We must get a better grip on new challenges

The dengue season has arrived.

In the southern belt and some eastern parts of the country, the weather’s warmed up. It is becoming hotter by the day. Suspect dengue cases have already started emerging from hospitals in Nganglam and Panbang.

Given the right conditions this vector-borne disease has the potential to spread very quickly. Last year, 5,400 people tested dengue positive and the disease claimed six lives.

Phuentsholing, which saw the first and the highest dengue cases in the country last year, is already on its toes. Others must follow suit. Vector control and source reductions are being carried out. Between March 18 and 24, Vector-borne Disease Control Programme team has inspected 5,766 containers (1,538 wet and 700 dry), 116 buildings, and 302 units and premises in Phuentsholing.

The team has spotted at least 15 potential sites where the vectors can proliferate. The surveillance report has recommended thromde and drungkhag offices to impose strict cleanliness and hygiene rules. In such cases, regular inspection should be instituted and penalties imposed on those who do not comply with the rules.

These are good measures because prevention is always better than cure. This is more relevant today when we are already faced with the dangers of Covid-19. Both the diseases can spread like wildfire and consequence can be fatal.

Advocacy and awareness programmes are good but often they do not work in our society. If stricter and harsher measures are required, authorities must not hesitate to shell out their worse.

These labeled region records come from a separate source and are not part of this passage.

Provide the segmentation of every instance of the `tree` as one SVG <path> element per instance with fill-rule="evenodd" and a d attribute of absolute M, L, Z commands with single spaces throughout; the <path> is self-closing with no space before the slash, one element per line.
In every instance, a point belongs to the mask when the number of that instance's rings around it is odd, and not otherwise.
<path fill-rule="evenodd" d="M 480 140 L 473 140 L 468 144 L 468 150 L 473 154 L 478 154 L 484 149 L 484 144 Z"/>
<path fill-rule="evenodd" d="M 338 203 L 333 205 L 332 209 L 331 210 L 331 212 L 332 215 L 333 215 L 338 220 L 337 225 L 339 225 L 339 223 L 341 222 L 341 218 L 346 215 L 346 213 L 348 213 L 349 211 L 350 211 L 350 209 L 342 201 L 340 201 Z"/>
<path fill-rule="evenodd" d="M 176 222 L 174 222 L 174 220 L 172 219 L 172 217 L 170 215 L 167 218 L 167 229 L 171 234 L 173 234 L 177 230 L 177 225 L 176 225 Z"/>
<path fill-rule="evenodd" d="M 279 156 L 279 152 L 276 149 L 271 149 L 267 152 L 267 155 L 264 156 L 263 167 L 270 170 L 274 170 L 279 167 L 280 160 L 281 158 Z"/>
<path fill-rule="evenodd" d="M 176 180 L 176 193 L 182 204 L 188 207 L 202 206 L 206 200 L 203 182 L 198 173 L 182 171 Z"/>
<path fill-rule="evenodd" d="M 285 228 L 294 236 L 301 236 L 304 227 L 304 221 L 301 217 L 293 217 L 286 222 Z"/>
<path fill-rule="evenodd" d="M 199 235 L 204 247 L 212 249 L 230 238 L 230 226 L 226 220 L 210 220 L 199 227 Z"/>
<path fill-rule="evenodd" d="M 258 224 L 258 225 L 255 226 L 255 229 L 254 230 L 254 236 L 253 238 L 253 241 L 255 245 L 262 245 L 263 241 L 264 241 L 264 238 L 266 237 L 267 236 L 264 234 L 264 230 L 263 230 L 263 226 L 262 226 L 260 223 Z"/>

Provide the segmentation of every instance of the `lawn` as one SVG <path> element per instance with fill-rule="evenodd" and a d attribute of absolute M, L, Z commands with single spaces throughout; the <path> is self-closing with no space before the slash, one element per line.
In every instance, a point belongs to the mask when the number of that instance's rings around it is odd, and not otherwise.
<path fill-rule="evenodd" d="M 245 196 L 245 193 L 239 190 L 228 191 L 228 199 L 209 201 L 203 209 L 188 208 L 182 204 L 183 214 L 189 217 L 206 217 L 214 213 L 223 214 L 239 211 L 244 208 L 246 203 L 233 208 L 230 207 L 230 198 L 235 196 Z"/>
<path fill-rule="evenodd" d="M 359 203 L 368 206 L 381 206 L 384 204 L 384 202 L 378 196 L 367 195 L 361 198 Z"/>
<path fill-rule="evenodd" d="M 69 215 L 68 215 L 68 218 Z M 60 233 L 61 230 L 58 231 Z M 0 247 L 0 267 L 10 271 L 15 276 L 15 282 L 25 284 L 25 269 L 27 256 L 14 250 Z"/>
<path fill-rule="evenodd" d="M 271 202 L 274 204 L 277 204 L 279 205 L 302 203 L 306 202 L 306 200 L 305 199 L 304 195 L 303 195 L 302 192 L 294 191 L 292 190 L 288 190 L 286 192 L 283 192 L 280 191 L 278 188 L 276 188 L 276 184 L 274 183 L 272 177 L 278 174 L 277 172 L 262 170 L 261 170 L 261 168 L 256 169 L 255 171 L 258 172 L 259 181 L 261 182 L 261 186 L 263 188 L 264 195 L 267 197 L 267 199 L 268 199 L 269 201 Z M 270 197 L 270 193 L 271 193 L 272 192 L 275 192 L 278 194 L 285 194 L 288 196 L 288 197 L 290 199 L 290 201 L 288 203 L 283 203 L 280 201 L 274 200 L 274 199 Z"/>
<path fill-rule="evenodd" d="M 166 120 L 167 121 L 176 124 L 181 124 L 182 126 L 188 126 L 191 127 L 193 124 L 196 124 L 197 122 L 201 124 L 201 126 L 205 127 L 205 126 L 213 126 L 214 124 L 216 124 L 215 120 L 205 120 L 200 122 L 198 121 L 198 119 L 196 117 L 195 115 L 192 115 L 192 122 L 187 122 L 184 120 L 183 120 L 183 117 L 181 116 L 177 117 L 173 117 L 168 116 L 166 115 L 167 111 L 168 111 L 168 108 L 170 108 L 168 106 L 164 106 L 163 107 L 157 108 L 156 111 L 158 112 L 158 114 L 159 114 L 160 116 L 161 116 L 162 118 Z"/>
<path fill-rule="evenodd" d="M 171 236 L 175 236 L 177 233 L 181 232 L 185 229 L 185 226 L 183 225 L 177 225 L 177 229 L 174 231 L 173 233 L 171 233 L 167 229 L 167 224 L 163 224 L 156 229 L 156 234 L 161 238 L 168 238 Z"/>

Covid-19 is still a major threat and could remain so for sometime. We have only a limited number of health professionals. Having to deal with two dangerous and fast-spreading diseases at the same time can put a serious strain on our resources. That means our chances to bungle increases.

Phuentsholing Thrompon put it bluntly: “We are all already tackling Covid-19 and a dengue outbreak at this time can cripple us.” But that is indeed the very risk facing the country today.

Violation of regulations is already a big problem as we fight Covid-19. People continue to ignore government notifications that restrict international border crossing. In an incident that is worrying and is of serious concern to the nation, a 31-year-old man recently made off from a quarantine centre in Samtse. He is still at large.

At a time when we have no option but to maintain social distancing and hygiene at all costs, such irresponsibility on the part of the public should not go unpunished because what they are doing is nothing less than treasonous.

Simply put, we cannot face two wars at the same time. The renegades must be brought before the law.